These notes are an unofficial resource and shouldn't replace the course material or any other book on advanced methods for scientific computing. It is not made for commercial purposes. I've made the following notes to help me improve my knowledge and maybe it can be helpful for everyone.
As I have highlighted, a student should choose the teacher's material or a book on the topic. These notes can only be a helpful material.
The notes are taken from the books required for the course:
- Course slides.
You can view/download the PDF here. In the notes folder, you can also see the source code.
In the CHANGELOG file you can see the changes made to each version of the PDF file. The versioning can be helpful if you want to understand if there are any new features/fixes in the file.

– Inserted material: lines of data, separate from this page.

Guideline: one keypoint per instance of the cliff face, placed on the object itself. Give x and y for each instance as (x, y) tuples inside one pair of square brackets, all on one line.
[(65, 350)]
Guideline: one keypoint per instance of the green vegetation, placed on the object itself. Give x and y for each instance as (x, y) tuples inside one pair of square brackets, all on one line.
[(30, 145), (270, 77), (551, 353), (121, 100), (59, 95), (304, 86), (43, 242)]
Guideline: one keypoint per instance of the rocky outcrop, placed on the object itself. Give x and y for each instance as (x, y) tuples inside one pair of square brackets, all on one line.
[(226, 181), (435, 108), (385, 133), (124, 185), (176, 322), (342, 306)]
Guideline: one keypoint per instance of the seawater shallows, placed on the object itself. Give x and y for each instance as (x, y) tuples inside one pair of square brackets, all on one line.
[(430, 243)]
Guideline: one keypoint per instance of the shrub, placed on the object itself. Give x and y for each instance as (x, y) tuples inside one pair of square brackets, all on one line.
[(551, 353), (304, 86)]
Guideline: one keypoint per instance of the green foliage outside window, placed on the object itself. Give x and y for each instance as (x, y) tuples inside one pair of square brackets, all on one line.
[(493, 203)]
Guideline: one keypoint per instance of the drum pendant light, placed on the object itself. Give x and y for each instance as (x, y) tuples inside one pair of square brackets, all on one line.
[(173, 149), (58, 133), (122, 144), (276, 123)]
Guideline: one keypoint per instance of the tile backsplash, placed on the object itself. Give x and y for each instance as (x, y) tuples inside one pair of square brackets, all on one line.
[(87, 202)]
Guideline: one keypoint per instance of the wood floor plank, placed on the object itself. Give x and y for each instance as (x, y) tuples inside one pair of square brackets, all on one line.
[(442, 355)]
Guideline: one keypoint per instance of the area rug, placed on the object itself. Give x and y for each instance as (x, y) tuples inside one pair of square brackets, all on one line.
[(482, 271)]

For any issue, use the appropriate section.
According to the official course syllabus:
- Introduction
- Decision-making problems.
- Main steps of an O.R. study.
- Different types of optimization (mathematical programming) problems.
- Optimization models (decision variables, objective function, constraints) and modeling techniques.
- Graph and network optimization
- Optimum spanning trees.
- Shortest path problems: algorithms for the main variants (including Dynamic programming for acyclic graphs).
- Application to project scheduling: critial path method and Gantt diagrams.
- Maximum flows: Ford-Fulkerson algorithm and maximum flow-minimum cut theorem.
- Minimum cost flows, matching in bipartite graphs.
- An example of NP-hard network optimization problems: the Traveling salesman problem.
- Linear Programming (LP)
- LP models.
- Geometric aspects (vertices of the feasible region) and algebraic aspects (basic feasible solutions).
- Fundamental properties of linear programming.
- The Simplex method.
- LP duality theory: pair of dual problems, weak and strong duality, complementary slackness conditions.
- Economic interpretation.
- Sensitivity analysis.
- Special cases: assignment and transportation problems.
- Integer Linear Programming (ILP)
- ILP models for, among others, transportation, routing, scheduling and location problems.
- Formulations and linear programming relaxation.
- Exact methods: Branch-and-Bound algorithm, cutting plane method with fractional Gomory cuts.
Time permitting we will provide/review some basics of computational complexity (recognition problems, classes P and NP, polynomial-time reductions, NP-complete and NP-hard problems) and introduce basic heuristic algorithms (greedy and local search).
A couple of topics will be assigned for independent study (e.g. LP sensitivity analysis) prior to sessions devoted to exercises or computer laboratory activities. There will be computer lab meetings and computer lab assignments.